Radiolabeled Monoclonal Antibody Therapy and High-Dose Chemotherapy Followed By Autologous Peripheral Stem Cell Transplant in Treating Patients With Relapsed or Refractory Non-Hodgkin's Lymphoma

Phase 1

Completed

• Conditions: Lymphoma
• Interventions: Biological: filgrastim; Biological: rituximab; Drug: Carmustine; Drug: cytarabine; Drug: etoposide; Drug: melphalan; Procedure: peripheral blood stem cell transplantation; Radiation: yttrium Y 90 ibritumomab tiuxetan

• Registration Number: NCT00058292
• Lead Sponsor: Northwestern University

Brief Summary

RATIONALE: Radiolabeled monoclonal antibodies such as yttrium Y90 ibritumomab tiuxetan can locate cancer cells and deliver radioactive cancer-killing substances to them without harming normal cells. Drugs used in chemotherapy use different ways to stop cancer cells from dividing so they stop growing or die.

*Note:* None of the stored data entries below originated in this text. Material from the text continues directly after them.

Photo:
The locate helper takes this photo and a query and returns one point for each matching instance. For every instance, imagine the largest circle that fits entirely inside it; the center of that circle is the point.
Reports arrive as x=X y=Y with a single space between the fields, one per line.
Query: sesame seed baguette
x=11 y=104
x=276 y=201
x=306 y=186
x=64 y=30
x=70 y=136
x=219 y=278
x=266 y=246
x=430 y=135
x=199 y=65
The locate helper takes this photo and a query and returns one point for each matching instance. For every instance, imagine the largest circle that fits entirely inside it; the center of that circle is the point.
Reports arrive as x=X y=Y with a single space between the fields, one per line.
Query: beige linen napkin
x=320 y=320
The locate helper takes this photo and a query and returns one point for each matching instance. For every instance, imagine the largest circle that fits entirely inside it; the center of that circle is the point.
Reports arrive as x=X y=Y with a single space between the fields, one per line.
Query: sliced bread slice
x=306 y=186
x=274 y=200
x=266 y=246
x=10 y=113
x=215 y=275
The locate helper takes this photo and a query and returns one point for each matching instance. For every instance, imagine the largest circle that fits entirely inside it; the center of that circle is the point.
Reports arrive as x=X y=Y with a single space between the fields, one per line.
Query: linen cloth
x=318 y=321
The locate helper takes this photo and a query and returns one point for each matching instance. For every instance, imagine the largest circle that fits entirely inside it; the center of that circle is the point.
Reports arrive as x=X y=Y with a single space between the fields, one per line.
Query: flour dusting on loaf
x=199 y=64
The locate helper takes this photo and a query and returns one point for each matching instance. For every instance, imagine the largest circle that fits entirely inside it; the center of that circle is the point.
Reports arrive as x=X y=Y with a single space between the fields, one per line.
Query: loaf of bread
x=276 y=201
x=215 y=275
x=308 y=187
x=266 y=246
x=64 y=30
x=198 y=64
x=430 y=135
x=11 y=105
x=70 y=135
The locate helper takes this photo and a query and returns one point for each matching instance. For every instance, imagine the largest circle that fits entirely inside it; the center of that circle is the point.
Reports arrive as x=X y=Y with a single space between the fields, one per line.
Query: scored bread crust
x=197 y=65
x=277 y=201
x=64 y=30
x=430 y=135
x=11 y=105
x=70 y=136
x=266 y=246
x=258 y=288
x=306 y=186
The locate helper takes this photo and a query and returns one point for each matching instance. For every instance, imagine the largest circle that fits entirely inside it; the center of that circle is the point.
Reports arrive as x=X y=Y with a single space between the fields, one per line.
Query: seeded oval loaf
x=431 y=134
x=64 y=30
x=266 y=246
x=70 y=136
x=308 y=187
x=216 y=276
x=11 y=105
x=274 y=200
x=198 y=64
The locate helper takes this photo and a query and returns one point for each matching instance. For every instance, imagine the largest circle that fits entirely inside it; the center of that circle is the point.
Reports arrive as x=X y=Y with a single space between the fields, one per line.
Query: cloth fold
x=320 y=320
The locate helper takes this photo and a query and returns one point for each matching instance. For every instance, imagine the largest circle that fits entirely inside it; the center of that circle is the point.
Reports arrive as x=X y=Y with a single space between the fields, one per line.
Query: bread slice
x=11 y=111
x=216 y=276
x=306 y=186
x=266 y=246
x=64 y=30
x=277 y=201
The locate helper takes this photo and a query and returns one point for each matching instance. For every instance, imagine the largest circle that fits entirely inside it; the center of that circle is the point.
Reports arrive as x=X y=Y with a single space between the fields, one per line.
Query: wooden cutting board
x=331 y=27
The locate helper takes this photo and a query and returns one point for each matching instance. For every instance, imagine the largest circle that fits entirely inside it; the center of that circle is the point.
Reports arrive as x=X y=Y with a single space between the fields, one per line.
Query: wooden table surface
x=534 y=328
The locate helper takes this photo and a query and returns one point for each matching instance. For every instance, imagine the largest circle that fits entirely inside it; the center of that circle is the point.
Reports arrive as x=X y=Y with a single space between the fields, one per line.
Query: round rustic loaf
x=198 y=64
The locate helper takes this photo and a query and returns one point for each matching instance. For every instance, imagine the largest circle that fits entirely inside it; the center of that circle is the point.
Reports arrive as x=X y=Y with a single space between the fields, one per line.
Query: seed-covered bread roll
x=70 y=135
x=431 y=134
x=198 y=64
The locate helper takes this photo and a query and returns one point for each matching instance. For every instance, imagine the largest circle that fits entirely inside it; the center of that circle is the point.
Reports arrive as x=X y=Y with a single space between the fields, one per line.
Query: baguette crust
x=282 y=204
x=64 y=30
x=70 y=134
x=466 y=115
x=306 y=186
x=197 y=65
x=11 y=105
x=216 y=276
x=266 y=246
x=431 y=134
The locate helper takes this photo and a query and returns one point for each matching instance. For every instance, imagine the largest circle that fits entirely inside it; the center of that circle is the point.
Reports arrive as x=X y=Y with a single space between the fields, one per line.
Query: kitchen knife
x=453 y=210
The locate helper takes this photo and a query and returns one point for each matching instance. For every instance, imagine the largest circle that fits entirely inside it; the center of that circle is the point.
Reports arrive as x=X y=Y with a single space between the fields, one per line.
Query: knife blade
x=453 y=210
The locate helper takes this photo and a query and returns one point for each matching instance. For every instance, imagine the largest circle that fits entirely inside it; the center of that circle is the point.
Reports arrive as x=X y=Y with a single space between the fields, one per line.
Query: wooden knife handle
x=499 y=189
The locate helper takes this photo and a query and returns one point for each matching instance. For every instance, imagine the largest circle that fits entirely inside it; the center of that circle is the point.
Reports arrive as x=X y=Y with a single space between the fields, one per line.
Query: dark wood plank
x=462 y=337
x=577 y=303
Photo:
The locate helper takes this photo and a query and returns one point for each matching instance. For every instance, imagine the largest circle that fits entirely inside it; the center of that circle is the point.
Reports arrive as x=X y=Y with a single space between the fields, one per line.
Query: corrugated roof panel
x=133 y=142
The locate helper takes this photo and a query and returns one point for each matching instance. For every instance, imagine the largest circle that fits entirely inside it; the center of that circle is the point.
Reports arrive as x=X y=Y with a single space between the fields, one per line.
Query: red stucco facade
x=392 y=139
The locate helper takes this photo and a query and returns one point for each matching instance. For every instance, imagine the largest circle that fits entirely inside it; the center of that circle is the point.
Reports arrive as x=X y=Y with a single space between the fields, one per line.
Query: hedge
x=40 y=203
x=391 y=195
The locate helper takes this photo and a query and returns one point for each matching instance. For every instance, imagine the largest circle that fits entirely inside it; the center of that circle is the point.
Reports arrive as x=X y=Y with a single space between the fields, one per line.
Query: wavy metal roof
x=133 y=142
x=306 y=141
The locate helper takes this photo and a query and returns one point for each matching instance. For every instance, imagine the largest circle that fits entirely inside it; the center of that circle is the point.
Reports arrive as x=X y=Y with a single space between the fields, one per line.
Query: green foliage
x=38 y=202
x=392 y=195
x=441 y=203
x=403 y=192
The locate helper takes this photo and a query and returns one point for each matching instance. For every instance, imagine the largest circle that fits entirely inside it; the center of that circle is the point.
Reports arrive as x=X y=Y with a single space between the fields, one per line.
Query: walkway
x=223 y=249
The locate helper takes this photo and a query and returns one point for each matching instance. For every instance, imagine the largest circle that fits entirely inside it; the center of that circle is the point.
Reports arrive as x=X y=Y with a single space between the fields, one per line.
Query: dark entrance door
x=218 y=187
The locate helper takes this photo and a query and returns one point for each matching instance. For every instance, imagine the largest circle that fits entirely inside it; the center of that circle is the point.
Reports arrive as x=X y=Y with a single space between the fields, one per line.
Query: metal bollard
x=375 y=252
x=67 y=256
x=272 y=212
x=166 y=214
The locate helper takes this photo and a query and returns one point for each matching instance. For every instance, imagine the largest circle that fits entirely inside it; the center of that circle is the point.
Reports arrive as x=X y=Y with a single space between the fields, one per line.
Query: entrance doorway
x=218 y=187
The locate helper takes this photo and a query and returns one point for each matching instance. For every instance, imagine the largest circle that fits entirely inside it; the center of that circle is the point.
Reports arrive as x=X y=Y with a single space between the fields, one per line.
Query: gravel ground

Combining yttrium Y90 ibritumomab tiuxetan and chemotherapy with autologous stem cell transplant may allow the doctor to give higher doses of chemotherapy drugs and kill more cancer cells.

PURPOSE: This phase I trial is studying how well giving yttrium Y90 ibritumomab tiuxetan with high-dose chemotherapy followed by autologous stem cell transplant work in treating patients with relapsed or refractory non-Hodgkin's lymphoma.

Detailed Description

OBJECTIVES:

* Determine the maximum tolerated dose of yttrium Y 90 ibritumomab tiuxetan, in terms of absorbed radiation to critical organs, when administered with high-dose chemotherapy followed by autologous peripheral blood stem cell transplantation in patients with relapsed or refractory B-cell non-Hodgkin's lymphoma.

* Determine whether the residual radioactivity detected at the time of stem cell reinfusion affects the reinfused cells and delays engraftment in patients treated with this regimen.

* Determine the duration of response and survival of patients treated with this regimen.

OUTLINE: This is a dose-escalation study of yttrium Y 90 ibritumomab tiuxetan (IDEC-Y2B8).

* Radioimmunotherapy: Patients receive rituximab IV followed by indium In 111 ibritumomab tiuxetan (for imaging) IV over 10 minutes on day -22. Patients then receive rituximab IV and IDEC-Y2B8 IV over 10 minutes on day -14.

Cohorts of 3-6 patients receive escalating doses of IDEC-Y2B8 until the maximum tolerated dose (MTD) is determined. The MTD is defined as the dose preceding that at which 2 of 3 or 3 of 6 patients experience dose-limiting toxicity.

* High-dose conditioning regimen: Patients receive BEAM chemotherapy comprising carmustine IV over 2 hours on day -6, etoposide IV over 2 hours twice daily and cytarabine IV over 1 hour twice daily on days -5 to -2, and melphalan IV over 1 hour on day -1.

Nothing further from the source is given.